Yes, they wanted direction from Jesus regarding prayer, but they also wanted motivation. Before He even gave them the pattern of the Lord’s Prayer, He graciously encouraged them with the words, “When you pray.” Not “if you pray” but “when you pray”—Jesus knew the disciples would pray. Driven by circumstances or as a spiritual discipline, the disciples would be talking to the Father in prayer.
They needed that expectation as much as we do. Our failure to pray rarely rises from lack of technique or subject matter. We often fail at prayer because we don’t keep at it. We try prayer but quickly give up. Yet prayer is the breathing of our spiritual life. Just as we can’t afford to stop pulling air into our lungs, so we also can’t survive spiritually without the healthy respirations of prayer.

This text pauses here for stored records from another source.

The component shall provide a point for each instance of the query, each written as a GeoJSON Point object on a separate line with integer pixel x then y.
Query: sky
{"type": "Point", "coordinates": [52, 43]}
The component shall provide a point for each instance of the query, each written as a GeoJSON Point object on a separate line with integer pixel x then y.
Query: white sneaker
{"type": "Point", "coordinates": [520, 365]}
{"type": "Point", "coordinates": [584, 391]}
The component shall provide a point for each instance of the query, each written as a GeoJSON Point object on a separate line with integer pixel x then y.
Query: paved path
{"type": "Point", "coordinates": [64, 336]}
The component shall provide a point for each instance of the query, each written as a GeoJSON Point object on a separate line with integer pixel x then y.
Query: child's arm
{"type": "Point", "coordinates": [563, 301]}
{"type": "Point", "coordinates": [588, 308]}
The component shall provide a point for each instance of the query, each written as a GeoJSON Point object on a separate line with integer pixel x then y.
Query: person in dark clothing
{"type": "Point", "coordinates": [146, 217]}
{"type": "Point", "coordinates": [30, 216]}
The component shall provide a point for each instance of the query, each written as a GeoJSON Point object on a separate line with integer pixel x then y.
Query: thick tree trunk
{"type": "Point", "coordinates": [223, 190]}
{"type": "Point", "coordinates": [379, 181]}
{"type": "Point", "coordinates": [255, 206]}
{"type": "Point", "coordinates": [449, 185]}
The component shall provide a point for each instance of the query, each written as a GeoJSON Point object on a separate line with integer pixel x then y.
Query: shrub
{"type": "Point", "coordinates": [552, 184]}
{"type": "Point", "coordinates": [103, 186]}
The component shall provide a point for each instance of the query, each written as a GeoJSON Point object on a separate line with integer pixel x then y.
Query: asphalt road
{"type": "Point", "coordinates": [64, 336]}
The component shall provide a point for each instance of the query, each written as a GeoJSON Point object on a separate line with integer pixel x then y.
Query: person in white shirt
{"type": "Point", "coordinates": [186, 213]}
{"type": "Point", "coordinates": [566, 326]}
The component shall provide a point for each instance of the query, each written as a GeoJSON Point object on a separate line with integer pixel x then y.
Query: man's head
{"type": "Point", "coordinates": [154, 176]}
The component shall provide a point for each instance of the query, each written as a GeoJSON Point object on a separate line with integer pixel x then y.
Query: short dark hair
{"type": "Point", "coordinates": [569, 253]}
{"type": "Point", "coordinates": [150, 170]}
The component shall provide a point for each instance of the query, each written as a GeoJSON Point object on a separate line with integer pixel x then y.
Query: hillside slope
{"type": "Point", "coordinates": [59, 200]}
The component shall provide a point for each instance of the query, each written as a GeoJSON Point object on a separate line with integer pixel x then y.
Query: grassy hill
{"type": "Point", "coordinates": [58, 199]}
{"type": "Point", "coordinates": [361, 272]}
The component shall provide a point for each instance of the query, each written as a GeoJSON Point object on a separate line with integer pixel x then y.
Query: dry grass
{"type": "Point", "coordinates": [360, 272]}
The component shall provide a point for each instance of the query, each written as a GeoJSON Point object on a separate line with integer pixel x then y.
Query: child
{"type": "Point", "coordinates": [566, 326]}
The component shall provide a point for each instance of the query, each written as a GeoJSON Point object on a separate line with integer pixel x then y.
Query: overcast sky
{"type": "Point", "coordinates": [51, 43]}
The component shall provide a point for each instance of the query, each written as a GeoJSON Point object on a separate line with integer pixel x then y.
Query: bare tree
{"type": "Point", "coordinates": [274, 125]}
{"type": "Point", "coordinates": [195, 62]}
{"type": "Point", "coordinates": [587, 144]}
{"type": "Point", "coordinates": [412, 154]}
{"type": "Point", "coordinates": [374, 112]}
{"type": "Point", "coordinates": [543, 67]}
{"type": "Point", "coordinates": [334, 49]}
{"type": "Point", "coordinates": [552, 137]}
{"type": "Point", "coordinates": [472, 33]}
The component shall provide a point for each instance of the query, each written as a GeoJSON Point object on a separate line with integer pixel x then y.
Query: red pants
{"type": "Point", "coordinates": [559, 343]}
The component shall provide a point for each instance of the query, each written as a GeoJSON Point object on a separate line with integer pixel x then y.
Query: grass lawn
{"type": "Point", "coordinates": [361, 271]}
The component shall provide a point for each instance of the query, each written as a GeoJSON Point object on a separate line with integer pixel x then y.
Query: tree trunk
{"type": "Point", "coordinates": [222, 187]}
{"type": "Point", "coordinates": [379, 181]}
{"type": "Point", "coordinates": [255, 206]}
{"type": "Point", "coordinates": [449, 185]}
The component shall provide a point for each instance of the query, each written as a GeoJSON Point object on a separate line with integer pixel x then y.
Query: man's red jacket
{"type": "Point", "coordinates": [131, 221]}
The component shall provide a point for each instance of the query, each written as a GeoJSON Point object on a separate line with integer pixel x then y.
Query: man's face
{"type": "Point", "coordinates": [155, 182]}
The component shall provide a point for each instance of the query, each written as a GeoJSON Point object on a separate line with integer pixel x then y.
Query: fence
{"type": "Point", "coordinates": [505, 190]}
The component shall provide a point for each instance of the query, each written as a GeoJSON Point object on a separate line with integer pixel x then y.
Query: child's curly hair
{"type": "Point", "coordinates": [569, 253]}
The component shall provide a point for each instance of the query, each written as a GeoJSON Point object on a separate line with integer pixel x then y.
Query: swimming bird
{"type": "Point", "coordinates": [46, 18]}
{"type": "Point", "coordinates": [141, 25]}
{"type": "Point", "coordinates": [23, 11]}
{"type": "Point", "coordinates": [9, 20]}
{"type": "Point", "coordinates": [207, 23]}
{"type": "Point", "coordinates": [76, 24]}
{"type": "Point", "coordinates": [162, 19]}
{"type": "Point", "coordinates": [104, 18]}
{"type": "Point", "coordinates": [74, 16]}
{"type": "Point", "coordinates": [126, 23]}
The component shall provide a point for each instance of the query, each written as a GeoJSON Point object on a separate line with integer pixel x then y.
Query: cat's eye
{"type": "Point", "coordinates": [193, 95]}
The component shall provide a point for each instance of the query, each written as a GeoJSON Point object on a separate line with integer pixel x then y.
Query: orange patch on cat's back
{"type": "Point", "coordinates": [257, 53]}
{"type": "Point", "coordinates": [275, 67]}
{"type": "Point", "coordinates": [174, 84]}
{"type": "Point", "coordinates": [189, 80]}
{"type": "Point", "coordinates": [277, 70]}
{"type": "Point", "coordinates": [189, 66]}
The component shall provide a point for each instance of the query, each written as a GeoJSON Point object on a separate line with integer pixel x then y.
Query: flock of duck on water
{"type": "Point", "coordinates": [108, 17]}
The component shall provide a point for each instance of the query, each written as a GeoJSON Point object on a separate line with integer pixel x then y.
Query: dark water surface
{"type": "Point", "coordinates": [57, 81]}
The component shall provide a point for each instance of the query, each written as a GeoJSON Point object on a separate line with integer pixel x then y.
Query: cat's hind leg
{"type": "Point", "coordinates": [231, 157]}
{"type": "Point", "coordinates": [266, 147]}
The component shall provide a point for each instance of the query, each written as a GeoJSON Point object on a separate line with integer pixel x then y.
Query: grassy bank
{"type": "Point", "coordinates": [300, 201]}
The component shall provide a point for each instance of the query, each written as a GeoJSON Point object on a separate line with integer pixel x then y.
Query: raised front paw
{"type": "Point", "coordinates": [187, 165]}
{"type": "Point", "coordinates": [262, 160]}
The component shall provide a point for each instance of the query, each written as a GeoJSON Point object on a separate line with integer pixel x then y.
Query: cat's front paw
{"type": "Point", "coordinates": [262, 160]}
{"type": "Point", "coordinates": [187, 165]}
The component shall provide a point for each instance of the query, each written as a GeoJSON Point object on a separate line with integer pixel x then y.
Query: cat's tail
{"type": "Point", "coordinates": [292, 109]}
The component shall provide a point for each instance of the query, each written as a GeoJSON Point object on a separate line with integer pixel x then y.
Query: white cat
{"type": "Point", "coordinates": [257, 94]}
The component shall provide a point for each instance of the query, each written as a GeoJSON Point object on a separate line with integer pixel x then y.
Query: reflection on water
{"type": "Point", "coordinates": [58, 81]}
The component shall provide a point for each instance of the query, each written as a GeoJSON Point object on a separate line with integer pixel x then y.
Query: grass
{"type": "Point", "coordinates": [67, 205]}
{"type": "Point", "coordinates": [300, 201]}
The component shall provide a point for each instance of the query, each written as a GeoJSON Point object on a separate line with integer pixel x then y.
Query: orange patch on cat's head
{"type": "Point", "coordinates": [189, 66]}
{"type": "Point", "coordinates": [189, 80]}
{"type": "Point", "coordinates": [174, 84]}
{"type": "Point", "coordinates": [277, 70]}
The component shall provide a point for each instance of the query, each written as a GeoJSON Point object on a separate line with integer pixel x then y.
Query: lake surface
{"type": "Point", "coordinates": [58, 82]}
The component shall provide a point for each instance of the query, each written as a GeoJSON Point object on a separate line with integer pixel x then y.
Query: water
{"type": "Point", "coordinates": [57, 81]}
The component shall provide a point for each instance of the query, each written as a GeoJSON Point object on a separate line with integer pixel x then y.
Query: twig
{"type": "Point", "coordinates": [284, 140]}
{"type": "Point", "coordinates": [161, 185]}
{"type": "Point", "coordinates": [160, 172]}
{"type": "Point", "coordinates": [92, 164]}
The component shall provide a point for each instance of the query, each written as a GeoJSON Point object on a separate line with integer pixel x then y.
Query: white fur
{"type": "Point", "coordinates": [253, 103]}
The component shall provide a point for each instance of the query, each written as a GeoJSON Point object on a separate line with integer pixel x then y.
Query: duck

When the disciples asked Jesus, “Lord, teach us to pray,” that simple request was in and of itself a prayer. Make that your persistent prayer for a few days. Ask Him out loud. If a specific direction or thought doesn’t come to mind, then read and reflect on the Lord’s Prayer. Spin off from certain lines of Jesus’ prayer, and expound with your own words. By giving us a model, Jesus wasn’t inviting rote repetition; He was offering a healthy pattern. Just as He taught His disciples to pray, so He is willing to teach us all things (John 14:26)—including how to pray.
Lord, teach me to pray. When I open my eyes in the morning, teach me to pray. When my head rests on the pillow at night, teach me to pray. When troubles, successes, sadness, and joy come my way, teach me to pray. When I fear, teach me to pray. When I am calm and resolved, teach me to pray. When I plan and when I fail, teach me to pray. And when I consider how very little time I have left on this earth, O Lord, teach me to pray. In Jesus’ name always, amen.